Traffic just stops

techie_g33k

At random (no set amount of time - sometimes, hours after it last happened and other times a week or two) my pfSense box will just stop passing traffic from the WAN -> LAN and back out. I can SSH (or web) into the box w/o any problems and can ping inside/outside.
To fix it I just have to fo to Interfaces -> WAN and click Save and it comes back by the time the script reloads.

I have checked and every time this happens the last entry in the Logs is always under Firewall and looks simular to this:

pf: 1. 772402 rule 332/0(match): block in on an0: (tos 0x0, ttl 255, id 35270, offset 0, flags [none], proto: UDP (17), length: 109) 64.187.xx.xxx.5353 > 224.0.0.251.5353: 0[|domain]

There are lots of those all throughout the Firewall logs, but I have nothing else to go by. I also get a "kernel: an0: xmit failed" on the "System" tab but I have read that's caused from the firmware of the Cisco 350 PCI card I am using (will fix it when I have time to pull card and flash the card back to an older firmware), but this is not the last entry before traffic stops.

Below is my hardware (in case that helps):

pfSense 1.0 RC2
Dell Dimension 2400 (see hardware below):
-6GB Seagate IDE hard drive
-onboard 10/100 ethernet (bfe0 - LAN)
-P4 2.4GHz
-128MB DDR233 RAM
-Cisco 350 PCI (an0 - WAN)
-Cisco AIR-CB21AG-?-K9 PCI (ath0 - WLAN)
I have the LAN connected to a Switch to allow for a constant Ethernet LINK even though all computers in my network connect via the wireless.
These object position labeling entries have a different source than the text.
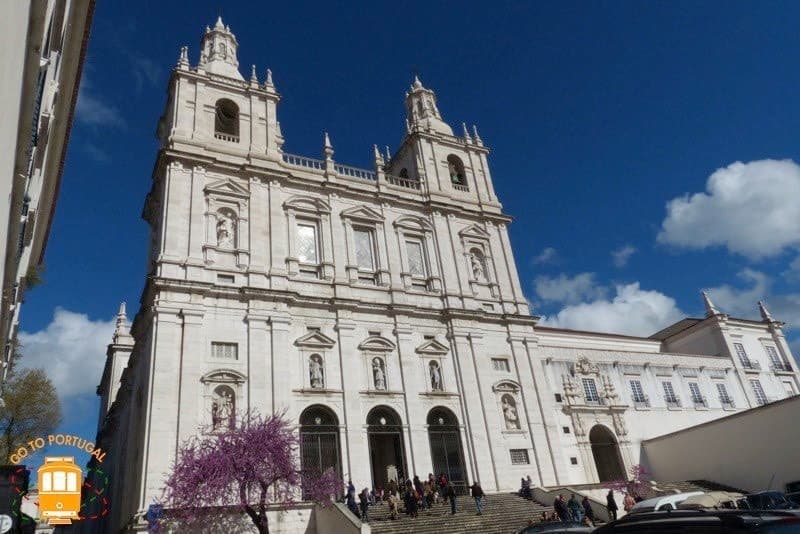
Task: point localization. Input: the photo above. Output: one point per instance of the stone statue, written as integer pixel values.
(510, 413)
(315, 370)
(378, 374)
(477, 266)
(436, 377)
(225, 230)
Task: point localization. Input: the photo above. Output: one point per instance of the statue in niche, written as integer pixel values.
(315, 371)
(222, 410)
(226, 230)
(477, 266)
(510, 413)
(436, 377)
(378, 374)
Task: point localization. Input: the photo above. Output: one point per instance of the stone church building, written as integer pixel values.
(382, 309)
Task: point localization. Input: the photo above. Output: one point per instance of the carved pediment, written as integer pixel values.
(315, 340)
(432, 347)
(377, 343)
(362, 213)
(413, 223)
(584, 367)
(307, 204)
(227, 376)
(475, 231)
(506, 386)
(227, 188)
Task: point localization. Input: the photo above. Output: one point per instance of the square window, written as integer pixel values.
(519, 457)
(225, 351)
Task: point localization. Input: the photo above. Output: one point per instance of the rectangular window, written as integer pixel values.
(669, 394)
(590, 391)
(519, 457)
(225, 351)
(307, 248)
(697, 397)
(416, 258)
(724, 398)
(761, 397)
(742, 354)
(637, 392)
(500, 364)
(365, 248)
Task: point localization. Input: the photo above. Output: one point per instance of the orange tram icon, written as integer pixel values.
(60, 482)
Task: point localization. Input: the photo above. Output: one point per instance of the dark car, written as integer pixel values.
(769, 500)
(707, 522)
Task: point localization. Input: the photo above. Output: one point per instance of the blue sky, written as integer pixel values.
(605, 119)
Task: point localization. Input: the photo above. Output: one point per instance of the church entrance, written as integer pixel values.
(446, 451)
(386, 450)
(319, 441)
(605, 450)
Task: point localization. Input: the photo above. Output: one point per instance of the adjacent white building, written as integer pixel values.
(43, 43)
(382, 309)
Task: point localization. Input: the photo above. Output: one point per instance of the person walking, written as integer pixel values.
(560, 508)
(611, 504)
(575, 509)
(477, 494)
(363, 503)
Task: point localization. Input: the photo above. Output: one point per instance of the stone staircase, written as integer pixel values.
(503, 513)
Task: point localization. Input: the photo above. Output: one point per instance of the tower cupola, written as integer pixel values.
(218, 51)
(422, 109)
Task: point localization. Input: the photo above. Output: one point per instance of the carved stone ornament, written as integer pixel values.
(584, 367)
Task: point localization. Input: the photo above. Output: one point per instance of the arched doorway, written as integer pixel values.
(319, 441)
(447, 454)
(605, 450)
(386, 450)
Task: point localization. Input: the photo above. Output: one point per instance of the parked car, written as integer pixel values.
(707, 522)
(713, 500)
(770, 500)
(664, 502)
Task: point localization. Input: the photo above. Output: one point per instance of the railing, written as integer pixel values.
(301, 161)
(403, 182)
(226, 137)
(355, 172)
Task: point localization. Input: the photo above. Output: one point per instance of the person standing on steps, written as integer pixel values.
(477, 494)
(611, 504)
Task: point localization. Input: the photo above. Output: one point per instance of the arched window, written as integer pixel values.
(226, 228)
(379, 373)
(435, 373)
(316, 372)
(456, 168)
(477, 265)
(226, 120)
(510, 414)
(223, 408)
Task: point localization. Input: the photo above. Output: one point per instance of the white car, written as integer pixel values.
(663, 503)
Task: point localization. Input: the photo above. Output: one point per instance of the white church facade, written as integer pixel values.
(383, 311)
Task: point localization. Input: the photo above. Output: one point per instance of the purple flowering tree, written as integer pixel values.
(247, 468)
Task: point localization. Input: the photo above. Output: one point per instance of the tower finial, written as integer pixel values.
(711, 310)
(765, 315)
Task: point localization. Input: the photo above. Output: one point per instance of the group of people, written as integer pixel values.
(571, 511)
(415, 495)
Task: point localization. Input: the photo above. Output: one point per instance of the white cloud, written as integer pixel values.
(92, 110)
(547, 255)
(750, 208)
(621, 256)
(568, 290)
(71, 349)
(633, 311)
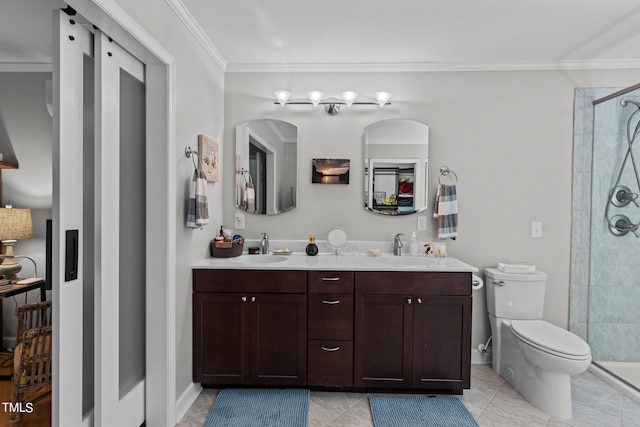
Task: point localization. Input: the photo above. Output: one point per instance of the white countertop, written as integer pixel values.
(330, 261)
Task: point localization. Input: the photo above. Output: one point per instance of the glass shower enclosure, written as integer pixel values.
(606, 232)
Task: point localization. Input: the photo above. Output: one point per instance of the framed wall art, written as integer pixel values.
(330, 171)
(209, 157)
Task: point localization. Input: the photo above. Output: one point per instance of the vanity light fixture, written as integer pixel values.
(331, 105)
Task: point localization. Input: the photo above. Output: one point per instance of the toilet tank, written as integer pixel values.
(515, 296)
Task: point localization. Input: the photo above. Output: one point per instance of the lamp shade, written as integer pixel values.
(15, 224)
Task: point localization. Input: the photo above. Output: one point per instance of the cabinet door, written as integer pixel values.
(220, 339)
(383, 333)
(441, 342)
(278, 339)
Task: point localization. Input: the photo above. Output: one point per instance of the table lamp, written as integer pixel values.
(15, 224)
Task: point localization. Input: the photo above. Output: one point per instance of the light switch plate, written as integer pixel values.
(536, 229)
(422, 222)
(238, 221)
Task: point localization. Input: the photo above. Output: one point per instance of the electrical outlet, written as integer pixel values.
(238, 221)
(536, 229)
(422, 222)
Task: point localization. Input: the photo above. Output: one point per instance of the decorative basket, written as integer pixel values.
(226, 249)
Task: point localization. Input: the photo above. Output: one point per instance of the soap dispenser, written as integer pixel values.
(413, 244)
(312, 248)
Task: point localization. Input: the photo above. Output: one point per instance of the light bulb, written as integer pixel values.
(349, 96)
(315, 97)
(382, 98)
(282, 96)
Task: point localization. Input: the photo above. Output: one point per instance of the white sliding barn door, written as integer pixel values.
(99, 230)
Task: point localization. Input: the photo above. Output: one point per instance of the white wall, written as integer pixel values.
(507, 135)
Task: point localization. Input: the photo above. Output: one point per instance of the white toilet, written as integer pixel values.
(535, 357)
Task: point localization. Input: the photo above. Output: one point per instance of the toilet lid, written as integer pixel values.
(550, 338)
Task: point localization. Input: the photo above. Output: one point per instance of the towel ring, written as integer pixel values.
(188, 152)
(444, 171)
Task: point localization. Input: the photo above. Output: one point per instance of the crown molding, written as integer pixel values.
(197, 31)
(433, 67)
(26, 67)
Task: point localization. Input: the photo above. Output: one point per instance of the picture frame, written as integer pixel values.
(209, 157)
(330, 171)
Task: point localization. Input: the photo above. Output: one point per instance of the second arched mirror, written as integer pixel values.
(396, 160)
(266, 166)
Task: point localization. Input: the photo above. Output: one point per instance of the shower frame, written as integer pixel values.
(580, 275)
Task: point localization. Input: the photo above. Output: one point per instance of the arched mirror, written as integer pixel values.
(396, 160)
(266, 166)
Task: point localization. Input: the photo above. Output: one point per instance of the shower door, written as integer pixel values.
(614, 272)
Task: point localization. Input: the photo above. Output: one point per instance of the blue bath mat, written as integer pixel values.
(423, 411)
(235, 407)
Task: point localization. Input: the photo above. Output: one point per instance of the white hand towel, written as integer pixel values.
(446, 211)
(198, 212)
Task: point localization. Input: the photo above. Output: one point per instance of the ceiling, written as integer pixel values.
(277, 35)
(253, 35)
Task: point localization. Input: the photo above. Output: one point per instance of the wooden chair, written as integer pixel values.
(32, 356)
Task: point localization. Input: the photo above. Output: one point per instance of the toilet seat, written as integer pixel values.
(551, 339)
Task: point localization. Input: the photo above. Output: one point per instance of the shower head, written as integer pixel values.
(624, 102)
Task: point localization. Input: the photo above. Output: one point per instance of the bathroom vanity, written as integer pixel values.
(348, 322)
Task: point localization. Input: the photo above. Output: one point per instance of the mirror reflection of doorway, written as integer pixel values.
(258, 171)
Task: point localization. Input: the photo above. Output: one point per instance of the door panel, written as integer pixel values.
(99, 173)
(120, 248)
(383, 330)
(73, 48)
(279, 339)
(441, 348)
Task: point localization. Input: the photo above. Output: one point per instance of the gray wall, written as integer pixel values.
(507, 135)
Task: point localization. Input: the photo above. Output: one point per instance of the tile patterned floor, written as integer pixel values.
(492, 402)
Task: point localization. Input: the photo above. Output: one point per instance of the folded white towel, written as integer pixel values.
(516, 268)
(446, 211)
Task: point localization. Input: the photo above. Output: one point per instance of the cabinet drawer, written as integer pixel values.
(330, 363)
(412, 283)
(330, 316)
(256, 281)
(331, 282)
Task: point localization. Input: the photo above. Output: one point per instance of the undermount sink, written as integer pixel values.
(258, 259)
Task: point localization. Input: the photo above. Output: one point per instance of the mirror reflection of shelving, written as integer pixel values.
(392, 186)
(396, 157)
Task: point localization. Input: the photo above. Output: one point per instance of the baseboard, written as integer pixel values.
(481, 358)
(186, 399)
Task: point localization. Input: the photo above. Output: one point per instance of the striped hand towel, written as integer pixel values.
(446, 211)
(198, 212)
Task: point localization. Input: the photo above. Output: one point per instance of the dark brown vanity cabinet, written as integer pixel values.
(330, 328)
(412, 330)
(250, 327)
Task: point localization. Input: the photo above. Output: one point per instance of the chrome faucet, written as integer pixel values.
(264, 244)
(397, 244)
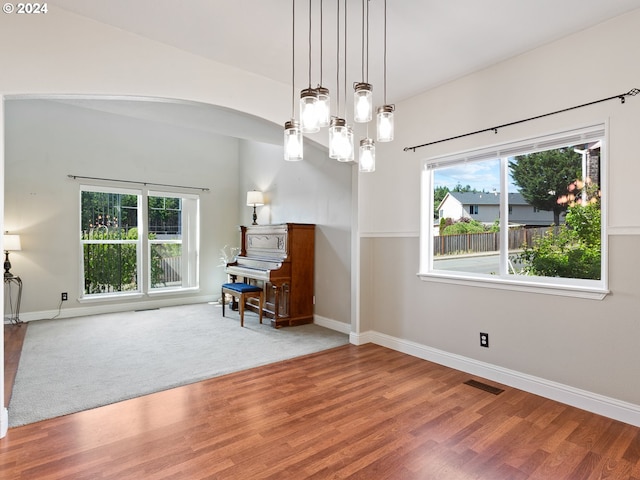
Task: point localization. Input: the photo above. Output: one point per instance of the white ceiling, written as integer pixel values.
(429, 42)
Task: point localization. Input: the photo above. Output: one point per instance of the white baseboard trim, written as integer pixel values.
(332, 324)
(114, 307)
(589, 401)
(4, 422)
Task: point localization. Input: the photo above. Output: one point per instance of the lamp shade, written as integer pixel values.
(255, 199)
(12, 242)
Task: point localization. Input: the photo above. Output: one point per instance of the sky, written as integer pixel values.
(483, 176)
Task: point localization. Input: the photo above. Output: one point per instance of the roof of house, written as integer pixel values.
(486, 198)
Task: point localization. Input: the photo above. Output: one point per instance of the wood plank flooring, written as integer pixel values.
(362, 412)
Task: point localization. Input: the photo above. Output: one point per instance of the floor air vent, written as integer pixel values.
(484, 386)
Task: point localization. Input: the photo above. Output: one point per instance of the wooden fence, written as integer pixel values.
(485, 242)
(171, 268)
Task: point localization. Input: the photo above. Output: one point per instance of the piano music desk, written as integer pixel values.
(243, 291)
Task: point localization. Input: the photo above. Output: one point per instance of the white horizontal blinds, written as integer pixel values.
(511, 149)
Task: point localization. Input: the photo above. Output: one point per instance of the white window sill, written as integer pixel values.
(107, 297)
(552, 287)
(172, 291)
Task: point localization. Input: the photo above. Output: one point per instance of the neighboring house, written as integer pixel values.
(484, 207)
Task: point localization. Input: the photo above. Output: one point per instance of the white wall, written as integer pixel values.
(46, 141)
(316, 190)
(588, 347)
(62, 53)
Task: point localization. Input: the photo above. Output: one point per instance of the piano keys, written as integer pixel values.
(279, 258)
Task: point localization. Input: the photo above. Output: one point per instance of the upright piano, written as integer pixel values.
(279, 258)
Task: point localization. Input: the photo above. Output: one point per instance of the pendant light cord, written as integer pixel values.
(309, 43)
(293, 60)
(321, 42)
(385, 53)
(338, 58)
(345, 60)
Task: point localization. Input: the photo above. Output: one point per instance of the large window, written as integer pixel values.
(130, 249)
(525, 215)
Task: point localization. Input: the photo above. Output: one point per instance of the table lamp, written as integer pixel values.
(255, 199)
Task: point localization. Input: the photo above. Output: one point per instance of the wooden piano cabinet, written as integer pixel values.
(280, 258)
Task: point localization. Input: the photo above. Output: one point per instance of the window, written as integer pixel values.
(561, 249)
(119, 258)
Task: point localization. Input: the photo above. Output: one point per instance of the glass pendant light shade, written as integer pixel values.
(323, 107)
(384, 123)
(340, 140)
(367, 159)
(308, 111)
(292, 141)
(363, 102)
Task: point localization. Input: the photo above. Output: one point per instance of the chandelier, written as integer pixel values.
(314, 103)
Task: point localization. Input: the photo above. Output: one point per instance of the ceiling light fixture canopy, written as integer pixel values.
(384, 118)
(315, 103)
(292, 134)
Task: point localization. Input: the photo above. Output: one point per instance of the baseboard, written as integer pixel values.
(332, 324)
(4, 422)
(114, 308)
(585, 400)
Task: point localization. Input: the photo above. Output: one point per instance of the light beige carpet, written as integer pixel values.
(69, 365)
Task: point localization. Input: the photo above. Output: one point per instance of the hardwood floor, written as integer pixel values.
(351, 412)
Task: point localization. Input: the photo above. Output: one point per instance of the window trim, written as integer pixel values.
(191, 238)
(581, 288)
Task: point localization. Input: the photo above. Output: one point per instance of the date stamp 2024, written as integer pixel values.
(25, 8)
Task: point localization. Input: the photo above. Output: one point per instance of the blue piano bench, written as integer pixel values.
(243, 291)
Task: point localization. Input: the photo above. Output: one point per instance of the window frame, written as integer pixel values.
(583, 288)
(190, 238)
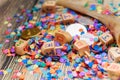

A co-worker with completely different hardware (other than they have a Cisco 350 PCI card also for WAN) has the same issue with the same fix. I don't know what he shows in his logs.

Any help would be great, otherwise I'll just hold out to see if goes away in RC3.

Ohh ya, just FYI it was also seen in RC1.

Thanks!
Logan

hoba

What type of WAN do you use? DHCP, PPPoE, …? Is there anything in the logs concerning unsuccessful renewal of DHCP WAN for example? Do you have the possibility to try with another NIC for WAN (not an)? Maybe it's just an hardware issue with these kind of nics.

techie_g33k

I am running Static (in case the DHCP server crashes I never loose my IP).
I talked with the System Admin and he runs pfSense Beta4 (Beta3 wouldn't allow Static IPs to be set and still pass traffic) and never see's this issue that me and my co-worked are seeing on RC1/2. So for now he is going to stay on Beta4 and avoid possibly becoming #3 in our group w/ this odd and random issue.

Is there a way I can get a more in depth output of what's failing? Maybe look for a certain process to be there that isn't or such from SSH?
I have also tried this w/ and w/o any Packet Filtering rules setup and had the same affect.

I can see if we have another type of card we can use and let you know. Remember though that the pfSense box (SSH/web) can ping out on both the LAN and WAN side, just the rules taht allow the traffic from my LAN to pass out the WAN stop working - it seems. You can also SSH/web in from the WAN side.

hoba

Atm I would try swapping the nics as you get an error in the logs concerning the nic and this is the only thing that is common between these systems. I have not heard from anybody else with this problem yet.

techie_g33k

I will have the techs at my office ensure that I take a Cisco 350 card with old enough FW that it doesn't error (they know which version works, I can't remember) and try it out and let you know :)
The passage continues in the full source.